Queridos: La Paz y el Bien que con vosotros comparto en el Señor cada vez que os saludo, son el evangelio que deseo reciban también los emigrantes –hombres, mujeres y niños en busca de un futuro mejor- cada vez que se encuentren con nosotros en el camino de la vida.

Sobre ellos, desde que han salido de sus casas, se abatido una ola de violencia, que es institucional antes de ser mafiosa, y que es siempre inhumana si no es simplemente criminal.

En los últimos tiempos, la violencia institucional se ha hecho más arrogante y más cruel, tal vez porque sabe que cuenta ya con el soporte de la aprobación social: En todos los continentes, las sociedades se inclinan sin pudor hacia propuestas políticas egoístas, supremacistas, xenófobas, racistas.
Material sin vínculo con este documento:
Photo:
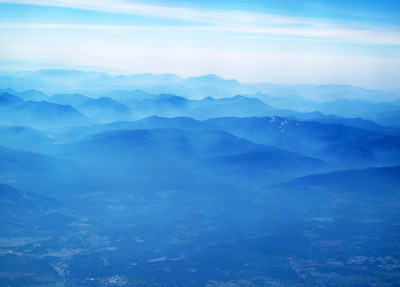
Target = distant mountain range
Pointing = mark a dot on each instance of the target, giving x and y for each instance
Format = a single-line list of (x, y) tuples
[(61, 81)]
Esas sociedades están cavando la fosa en la que han de ser enterradas.

Todo ello hace ineludible una señal de alarma, una palabra de discernimiento de opciones a la luz de la fe, una palabra de solidaridad con los pobres y de compromiso personal y comunitario en defensa de los derechos de los emigrantes, que por ser personas particularmente vulnerables, han de ser particularmente protegidas.

 

Grabado a fuego en la conciencia:

Vosotros, que sois de Cristo, recordáis el evangelio que habéis recibido, y el evangelio dice que a nuestro lado, a la puerta de nuestras vidas, no hay sin papeles, no hay ilegales, no hay clandestinos, no hay irregulares; sólo hay alguien a quien hemos de amar como a nosotros mismos.
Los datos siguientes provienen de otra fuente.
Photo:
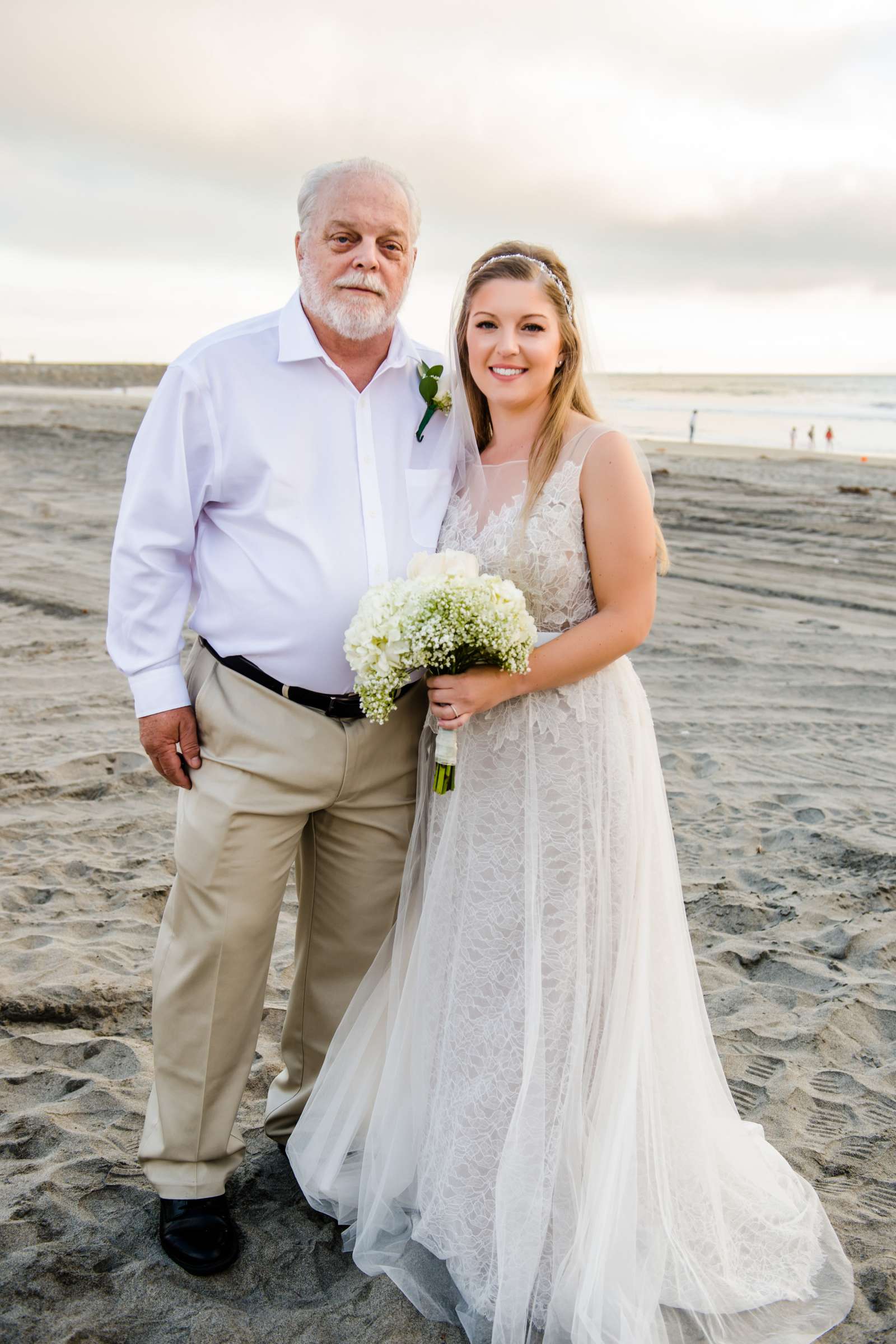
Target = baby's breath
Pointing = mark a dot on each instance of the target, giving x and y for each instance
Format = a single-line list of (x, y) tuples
[(445, 624)]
He dicho “alguien”. Podría haber dicho “otro”, podría decir “personas”, podría decir “emigrantes”; y todas las palabras se me quedarían pobres, pues ninguna guarda memoria de lo que han vivido, de lo que han sufrido, de lo que han perdido esos hermanos que Dios nos ha confiado para que en nosotros encuentren luz, esperanza, ternura y pan.

Para eso hemos nacido, para eso hemos sido ungidos por el Espíritu de Dios, ésa es la misión que el mismo Espíritu nos ha confiado: la de ser buena noticia de Dios para los pobres.

El que llama a mi puerta no es un extraño sino un hermano, y aunque sea otro, no deja de ser yo mismo, pues es mi propia carne.

Y si, para acogerlo y acudirlo, esa identificación del otro conmigo no me pareciese manifiesta, entonces la fe recuerda todavía que a mi puerta está mi hermano mayor, Jesucristo el Señor, en quien creo, en quien espero, a quien amo.

Dichoso quien se apiada del pobre, porque habrá hospedado a Dios en su corazón.

 

Acerca de Dios y de los pobres:

Esta carta, que quiere ser una llamada al compromiso de todos con los últimos, está dictada por el sufrimiento de los emigrantes y la pasión de Dios en favor de sus hijos pobres.

En torno al sufrimiento de los emigrantes, la información ha levantado un muro de silencio, coronado por una concertina de mentiras y calumnias, crueldad ésta que se añade a la violencia extrema –física y moral- que de forma continuada se ejerce sobre  mujeres, hombres y niños indefensos y vulnerables.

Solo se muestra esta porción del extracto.